At Yale, the academic endeavors of myself and my classmates are far-reaching and diverse. We stimulate our intellect with insightful classes on philosophy, modern literature, economics, life sciences, global affairs, quantum physics, sociology, art history, and a great many other subjects. We acquire vast amounts of interdisciplinary knowledge and skill through close relationships with our professors, who themselves are pioneers in their fields.

And what great feats we do accomplish in our four years! Our writings are published in the most distinguished literary journals. Our scientific breakthroughs earn us awards and high praise. World leaders travel to Yale to share ideas and craft policy with us. Our standard of academic excellence is unparalleled. 

Finally, on graduation day, each college senior dons a cap and gown, strides across the stage to shake the president’s hand, and collects their diploma.
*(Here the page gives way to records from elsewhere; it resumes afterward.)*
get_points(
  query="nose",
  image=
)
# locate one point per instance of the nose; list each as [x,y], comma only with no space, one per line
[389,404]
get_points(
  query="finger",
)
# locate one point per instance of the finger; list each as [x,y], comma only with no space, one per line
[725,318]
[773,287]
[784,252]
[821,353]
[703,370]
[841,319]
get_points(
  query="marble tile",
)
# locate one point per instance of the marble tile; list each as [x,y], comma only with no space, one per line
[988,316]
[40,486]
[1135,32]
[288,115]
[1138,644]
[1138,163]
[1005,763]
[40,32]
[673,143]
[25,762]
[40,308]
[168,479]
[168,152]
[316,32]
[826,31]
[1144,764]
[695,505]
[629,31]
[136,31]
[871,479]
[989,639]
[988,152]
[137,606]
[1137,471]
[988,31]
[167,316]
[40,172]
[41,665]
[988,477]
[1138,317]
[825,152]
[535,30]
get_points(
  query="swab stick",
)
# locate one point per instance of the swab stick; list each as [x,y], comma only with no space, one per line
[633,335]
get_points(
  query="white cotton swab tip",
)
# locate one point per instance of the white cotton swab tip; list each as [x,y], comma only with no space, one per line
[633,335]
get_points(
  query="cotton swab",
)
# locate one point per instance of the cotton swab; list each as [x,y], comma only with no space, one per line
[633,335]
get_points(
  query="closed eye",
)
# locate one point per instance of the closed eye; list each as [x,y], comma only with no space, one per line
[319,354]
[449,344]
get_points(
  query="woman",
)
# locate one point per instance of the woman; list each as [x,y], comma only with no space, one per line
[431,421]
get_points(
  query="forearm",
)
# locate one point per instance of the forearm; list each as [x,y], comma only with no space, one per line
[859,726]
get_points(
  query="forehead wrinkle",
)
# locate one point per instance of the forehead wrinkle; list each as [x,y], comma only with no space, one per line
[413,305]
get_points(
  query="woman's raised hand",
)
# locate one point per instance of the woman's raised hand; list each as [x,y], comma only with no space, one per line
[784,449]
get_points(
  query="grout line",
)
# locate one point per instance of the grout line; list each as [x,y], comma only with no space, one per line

Then, one by one, they put on their work-suits and hard hats, bid us farewell, and depart to work in the mines.

It is such a delight to witness each of these graduating seniors, shining stars in their fields, receive a salute from the Yale president and medals commending them with the highest academic honors. Of course, nothing is more gratifying than watching each of them carefully pack their bags with a pick, hammer, shovel, drill, and headlamp, as they head off to their new jobs in the mines.

These days, I find myself pondering my own commencement date. Sometimes I think it will be hard to leave my studies behind to go work in the mines. But then I remember all the generations of Yale students who dug deep and paved the way for us, and I feel a sense of deep pride. Each one achieved incredible scholarly feats. Each one graduated and went to work in the mines. Standing on their shoulders, I’m confident that I, too, am on the right path. Onwards and downwards, dear Yale graduates, onwards and downwards.